Search code examples
haskellparsec

Can my parsec parser write deprecation messages?


I have a DSL, and a parser for it written in Haskell with the Parsec package. Now I want to deprecate a specific language feature of the DSL. In the next release, I want the parser to accept both the new and the old syntax, but I want the parser to spawn a deprecation message. I could not find how to do this. Is this possible, and if so, how can this be done?


Solution

  • Instead of emitting messages during parsing, it would be better to return extra information at the end of parsing: whether or not deprecated syntax was encountered.

    The ParsecT type admits a type parameter for state set by the user during parsing:

    ParsecT s u m a is a parser with stream type s, user state type u, underlying monad m and return type a. Parsec is strict in the user state.

    The user state can be set with putState and modifyState. It can be obtained using getState.

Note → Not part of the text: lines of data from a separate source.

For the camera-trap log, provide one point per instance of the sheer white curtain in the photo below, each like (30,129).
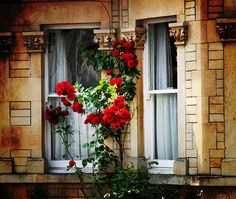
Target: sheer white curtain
(64,63)
(165,104)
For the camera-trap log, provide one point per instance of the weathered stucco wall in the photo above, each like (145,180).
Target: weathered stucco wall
(207,60)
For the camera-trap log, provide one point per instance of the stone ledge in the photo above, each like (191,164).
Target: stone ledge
(154,179)
(193,180)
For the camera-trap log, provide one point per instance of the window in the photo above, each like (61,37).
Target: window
(160,102)
(64,62)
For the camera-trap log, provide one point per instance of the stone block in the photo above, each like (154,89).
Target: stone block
(216,64)
(6,166)
(35,165)
(20,121)
(20,153)
(216,100)
(220,127)
(192,171)
(20,113)
(229,167)
(220,145)
(216,118)
(215,162)
(20,169)
(215,171)
(215,46)
(219,91)
(190,4)
(181,167)
(190,18)
(216,54)
(189,145)
(191,65)
(20,161)
(188,92)
(188,75)
(189,127)
(191,101)
(191,110)
(220,83)
(190,11)
(19,73)
(190,48)
(192,162)
(188,84)
(20,105)
(36,64)
(216,109)
(190,56)
(214,153)
(191,118)
(189,137)
(19,64)
(220,137)
(220,74)
(19,57)
(191,153)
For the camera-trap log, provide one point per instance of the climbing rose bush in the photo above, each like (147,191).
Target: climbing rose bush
(108,106)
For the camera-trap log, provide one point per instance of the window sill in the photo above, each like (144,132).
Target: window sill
(88,178)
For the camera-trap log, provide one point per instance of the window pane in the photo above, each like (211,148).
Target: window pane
(65,61)
(163,75)
(166,134)
(81,135)
(162,58)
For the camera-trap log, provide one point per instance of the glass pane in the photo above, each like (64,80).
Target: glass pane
(81,134)
(65,61)
(166,129)
(162,58)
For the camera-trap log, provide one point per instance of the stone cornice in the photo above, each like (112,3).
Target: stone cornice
(104,37)
(6,42)
(138,35)
(35,41)
(180,32)
(226,29)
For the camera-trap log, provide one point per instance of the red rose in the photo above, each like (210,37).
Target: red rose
(125,114)
(64,113)
(121,42)
(58,109)
(118,80)
(72,163)
(109,72)
(77,107)
(115,53)
(71,96)
(65,102)
(132,63)
(119,101)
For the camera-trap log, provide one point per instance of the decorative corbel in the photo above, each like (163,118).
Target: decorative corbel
(6,42)
(138,35)
(35,41)
(226,29)
(179,31)
(104,37)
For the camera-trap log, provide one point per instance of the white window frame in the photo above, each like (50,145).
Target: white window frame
(164,166)
(60,166)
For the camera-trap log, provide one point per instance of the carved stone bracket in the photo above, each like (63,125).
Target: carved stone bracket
(35,41)
(138,35)
(104,38)
(180,32)
(6,42)
(226,29)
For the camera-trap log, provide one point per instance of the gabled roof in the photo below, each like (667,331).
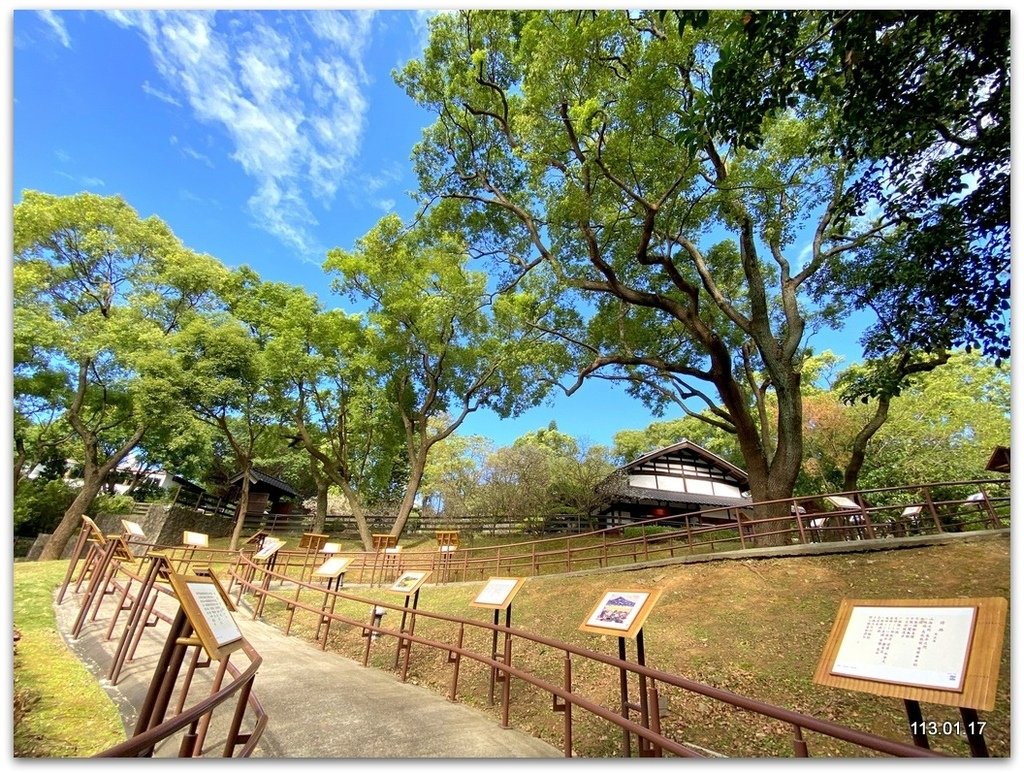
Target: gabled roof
(686,445)
(648,496)
(255,475)
(999,462)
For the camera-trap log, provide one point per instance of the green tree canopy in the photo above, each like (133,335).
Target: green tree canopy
(100,294)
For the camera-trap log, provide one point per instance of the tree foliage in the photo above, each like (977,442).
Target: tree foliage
(441,345)
(99,294)
(579,144)
(924,99)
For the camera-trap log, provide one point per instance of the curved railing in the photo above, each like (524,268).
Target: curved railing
(116,574)
(192,718)
(881,513)
(258,582)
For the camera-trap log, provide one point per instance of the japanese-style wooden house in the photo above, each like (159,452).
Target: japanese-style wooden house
(265,492)
(674,480)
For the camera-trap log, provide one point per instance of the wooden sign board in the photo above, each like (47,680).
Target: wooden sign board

    Most parsec combinators are polymorphic on the user state. Most combinators for your own DSL should be, as well. But parsers for deprecated parts of the syntax should set a "flag" in your user state.

    Something like this:

    import Text.Parsec
    import Text.Parsec.Char
    import Data.Functor.Identity
    
    type Parser = ParsecT [Char] Bool Identity -- using a Bool state
    
    myParser :: Parser Char
    myParser = 
        try (do char 'a' 
                putState True 
                char 'b')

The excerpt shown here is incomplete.